Hanover, Germany (PRWEB) April 25, 2012
At the Festo exhibit at Hanover Fair today, company spokespeople discussed the need for advanced solutions in delivering clean water to global populations. According to the 2012 World Water Report, almost one billion people still have no access to clean drinking water. Both population and economic growth are driving demand for this scarce resource. Increasing urbanization is also placing an extra burden on the drinking water supply and wastewater disposal infrastructure.
“Resource and energy efficiency in water and wastewater are central issues that we will have to tackle more actively in the future,” says Dr. Eckhard Roos, Head of Process Automation at Festo. He adds: “Water treatment plants account for a full 20 percent of the electrical energy used by local authorities in Germany.” We need to reduce the cost of automating water treatment infrastructures while at the same time improving energy efficiency and promoting the use of robust technologies that can, for example, operate plants without any electrical energy at all. Another future challenge in water technology will be to reduce the operating costs over the life cycle of the plants and to increase the availability of the systems.
As well as exhibiting new products at the Metropolitan Solutions special event, Festo will above all be showcasing complete solutions and application examples with efficient control concepts for automating water treatment plants.
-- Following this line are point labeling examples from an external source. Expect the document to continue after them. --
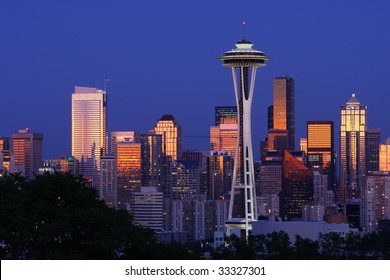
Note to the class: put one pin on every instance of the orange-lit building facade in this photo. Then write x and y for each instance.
(89, 130)
(220, 166)
(352, 149)
(27, 152)
(128, 160)
(320, 142)
(170, 130)
(151, 161)
(284, 108)
(297, 187)
(224, 136)
(384, 156)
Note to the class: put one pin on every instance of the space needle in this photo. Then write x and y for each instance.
(244, 61)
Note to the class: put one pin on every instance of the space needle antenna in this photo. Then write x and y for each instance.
(243, 29)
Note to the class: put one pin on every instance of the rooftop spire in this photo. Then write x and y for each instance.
(243, 30)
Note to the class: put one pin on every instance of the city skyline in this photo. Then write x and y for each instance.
(44, 54)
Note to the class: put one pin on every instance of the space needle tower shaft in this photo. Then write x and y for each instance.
(243, 61)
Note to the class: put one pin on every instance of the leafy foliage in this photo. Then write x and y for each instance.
(58, 217)
(277, 245)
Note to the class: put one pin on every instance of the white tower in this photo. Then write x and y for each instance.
(243, 61)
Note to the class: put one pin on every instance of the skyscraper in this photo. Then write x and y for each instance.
(27, 152)
(284, 108)
(122, 136)
(151, 161)
(243, 61)
(220, 172)
(224, 136)
(224, 112)
(352, 149)
(297, 187)
(384, 156)
(108, 180)
(170, 130)
(320, 143)
(372, 149)
(89, 130)
(128, 160)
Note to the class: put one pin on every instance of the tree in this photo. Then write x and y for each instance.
(306, 249)
(58, 217)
A current reference project in Germany will illustrate how solar energy is ideal for automating water technology infrastructure.
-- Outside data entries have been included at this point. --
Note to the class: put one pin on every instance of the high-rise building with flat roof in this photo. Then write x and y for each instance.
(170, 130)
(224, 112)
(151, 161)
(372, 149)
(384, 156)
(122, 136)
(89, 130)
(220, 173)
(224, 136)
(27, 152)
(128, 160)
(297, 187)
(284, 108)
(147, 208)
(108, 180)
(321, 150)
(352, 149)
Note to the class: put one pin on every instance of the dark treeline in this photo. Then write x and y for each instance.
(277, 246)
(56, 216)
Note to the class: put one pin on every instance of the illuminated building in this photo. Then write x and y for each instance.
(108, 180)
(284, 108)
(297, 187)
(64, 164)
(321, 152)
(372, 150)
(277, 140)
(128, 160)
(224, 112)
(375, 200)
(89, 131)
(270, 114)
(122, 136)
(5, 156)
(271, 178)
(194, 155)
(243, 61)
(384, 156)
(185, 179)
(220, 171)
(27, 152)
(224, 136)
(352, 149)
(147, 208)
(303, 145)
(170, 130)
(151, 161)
Energy self-sufficient automation in water management
Alexander Riek, who is heading up the project "Energy self-sufficient automation of decentralized water reservoirs in water management,” shows how solutions from process automation can be turned into sustainable solutions for cities and local authorities. The automation solution used in the plant is based on regenerative energy in the form of solar energy and ensures that the maximum outflow from the rainwater overflow basins to the associated wastewater treatment plant is not exceeded. Using a GSM modem, the entire system can be controlled and monitored from the remote control center for the wastewater treatment plant. The advantages of this energy self-sufficient pneumatic solution are clear: the system allows fully automated operation even in areas where there is no normal power supply. This saves the operator time and money because the slides can be actuated from a central location when necessary. The investment costs for connecting the plant to the public energy supply network can also be saved. With this automation concept, Festo is demonstrating an innovative, energy-efficient solution for decentralized applications in process automation.
A concept like this can also be used in cities around the world. In other parts of the world, rainwater retention basins are often located in areas where there is no regular power supply. This means that the slide valves for releasing the dammed water usually have to be manually opened and closed, which causes delays and requires a lot of personnel. “In the megacities of the future we’ll see applications for energy self-sufficient, decentralized automation solution not only used for drain water in rainwater basins, but also for drinking water, for example for managing pressure in drinking water systems”, stresses Alexander Riek.
DMAG’s flagship project – water treatment in Egypt
In this exhibition area, Festo will be presenting an automation solution it created for multiple drinking water treatment plants in Egypt. An integrated automation solution had to be designed to control the fixed-bed filters needed to remove turbidity from the untreated water taken from the Nile while also taking into account the local conditions.The process technology had to be decentralized, modular and flexible, as well as combining pneumatic and electrical components. Festo’s solution for automating drinking water abstraction in several waterworks throughout the sprawling city of Cairo saves both water and energy.